When Perl starts running a script, it places the name of the script it’s running into a special variable, $0. As we will see soon, this is helpful for formatting a help message for the user. Here’s a code snippet to see how to use this:

#!/usr/bin/perl
#
#   printScriptName.pl
#   15-Jan-2002
#
#   Conrad Halling
#   conrad.halling@sphaerula.com
#
#   This script simply prints the name of the script itself, which is stored in
#   the special Perl variable $0.
#
#   Use: perl PrintScriptName.pl

use warnings;

    print( "The name of this script is '$0'.\n" );

If we experiment with this script, we can see that the script gets whatever relative or full path that is entered at the prompt.

> perl printScriptName.pl
The name of this script is 'printScriptName.pl'.

> perl /Users/challing/BeginningPerl/printScriptName.pl
The name of this script is '/Users/challing/BeginningPerl/printScriptName.pl'.

> perl ../BeginningPerl/printScriptName.pl
The name of this script is '../BeginningPerl/printScriptName.pl'.

Getting command line arguments from @ARGV

In Perl, the command line arguments that the script receives are placed into a special array variable, @ARGV. It’s very easy to write a Perl script that prints the arguments from the command line. We’ll use a foreach loop to step through the array elements one at a time.

#!/usr/bin/perl
#
#   printArgs.pl
#   08-Jan-2002
#
#   Conrad Halling
#   conrad.halling@sphaerula.com
#
#   This script prints the arguments from the command line.
#
#   Use:
#       perl printArgs.pl arg1 arg2 ...
#   Example:
#       perl printArgs.pl these are some arguments

use warnings;

    my( $arg );
    my( $count );

    $count = 0;
    foreach $arg ( @ARGV )
    {
        $count++;
        print( STDOUT "Argument $count is '$arg'.\n" );
    }

I experimented with various styles of arguments, and the results are shown below. Notice that the shell separates the arguments using white space (one or more space or tab characters). You can pass an argument containing white space characters by surrounding it with quotation marks.
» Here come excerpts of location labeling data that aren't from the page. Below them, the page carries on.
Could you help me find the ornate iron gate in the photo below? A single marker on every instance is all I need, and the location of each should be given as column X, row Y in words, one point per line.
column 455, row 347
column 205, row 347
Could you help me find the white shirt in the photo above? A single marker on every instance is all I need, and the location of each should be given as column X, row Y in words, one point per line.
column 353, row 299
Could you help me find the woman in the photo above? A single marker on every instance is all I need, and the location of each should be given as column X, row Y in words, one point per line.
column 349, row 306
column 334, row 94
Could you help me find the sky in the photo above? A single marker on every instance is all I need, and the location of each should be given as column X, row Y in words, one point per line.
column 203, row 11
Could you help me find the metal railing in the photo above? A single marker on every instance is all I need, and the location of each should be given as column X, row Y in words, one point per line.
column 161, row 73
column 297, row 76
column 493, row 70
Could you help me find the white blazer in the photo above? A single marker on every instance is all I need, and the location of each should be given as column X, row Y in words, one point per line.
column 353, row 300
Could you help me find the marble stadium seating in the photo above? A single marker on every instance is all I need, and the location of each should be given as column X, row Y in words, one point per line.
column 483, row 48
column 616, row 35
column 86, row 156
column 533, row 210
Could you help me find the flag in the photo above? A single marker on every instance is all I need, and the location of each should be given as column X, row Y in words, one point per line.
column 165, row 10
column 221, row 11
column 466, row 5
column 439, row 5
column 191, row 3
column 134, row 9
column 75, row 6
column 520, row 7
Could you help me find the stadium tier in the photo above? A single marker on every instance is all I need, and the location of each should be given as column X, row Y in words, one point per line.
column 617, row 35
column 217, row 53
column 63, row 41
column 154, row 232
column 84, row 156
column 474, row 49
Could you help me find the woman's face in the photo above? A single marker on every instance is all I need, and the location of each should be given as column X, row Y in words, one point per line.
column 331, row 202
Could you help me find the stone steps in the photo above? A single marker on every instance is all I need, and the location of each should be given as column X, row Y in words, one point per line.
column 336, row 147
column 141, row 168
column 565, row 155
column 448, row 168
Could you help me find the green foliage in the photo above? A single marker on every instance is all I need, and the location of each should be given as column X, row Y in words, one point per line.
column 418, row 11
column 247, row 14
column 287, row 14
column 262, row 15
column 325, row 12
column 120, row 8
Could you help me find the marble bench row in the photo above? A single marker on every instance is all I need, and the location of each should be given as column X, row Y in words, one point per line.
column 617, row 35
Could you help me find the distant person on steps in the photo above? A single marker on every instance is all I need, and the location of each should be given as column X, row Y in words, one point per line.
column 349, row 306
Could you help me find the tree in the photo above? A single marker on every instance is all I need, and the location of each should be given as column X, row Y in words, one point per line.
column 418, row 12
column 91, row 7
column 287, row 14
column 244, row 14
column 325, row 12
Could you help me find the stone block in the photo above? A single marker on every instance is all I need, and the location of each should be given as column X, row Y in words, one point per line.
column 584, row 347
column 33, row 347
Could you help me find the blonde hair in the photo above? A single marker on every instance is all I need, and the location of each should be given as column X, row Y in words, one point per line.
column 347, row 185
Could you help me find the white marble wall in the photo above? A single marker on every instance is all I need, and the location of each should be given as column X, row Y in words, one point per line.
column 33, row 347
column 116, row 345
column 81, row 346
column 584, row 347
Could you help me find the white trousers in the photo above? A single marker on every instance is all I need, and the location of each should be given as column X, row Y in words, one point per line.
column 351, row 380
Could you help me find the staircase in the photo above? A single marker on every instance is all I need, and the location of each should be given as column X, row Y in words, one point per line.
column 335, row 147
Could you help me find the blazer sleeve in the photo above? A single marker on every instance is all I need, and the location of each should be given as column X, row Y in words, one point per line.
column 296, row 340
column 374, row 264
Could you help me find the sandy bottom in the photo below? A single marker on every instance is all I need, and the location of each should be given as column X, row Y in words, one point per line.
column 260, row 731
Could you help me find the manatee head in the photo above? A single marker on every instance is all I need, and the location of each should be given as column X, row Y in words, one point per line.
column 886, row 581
> perl printArgs.pl these are some arguments
Argument 1 is 'these'.
Argument 2 is 'are'.
Argument 3 is 'some'.
Argument 4 is 'arguments'.

> perl printArgs.pl "these are some arguments"
Argument 1 is 'these are some arguments'.

> perl printArgs.pl these         are some arguments
Argument 1 is 'these'.
Argument 2 is 'are'.
Argument 3 is 'some'.
Argument 4 is 'arguments'.

Checking the number of arguments

Your script often requires a certain number of arguments. For example, a copy script would require two arguments, the name of the source file and the name of the destination file. When you know how many arguments you require, you should check to see that the user provided exactly that many arguments.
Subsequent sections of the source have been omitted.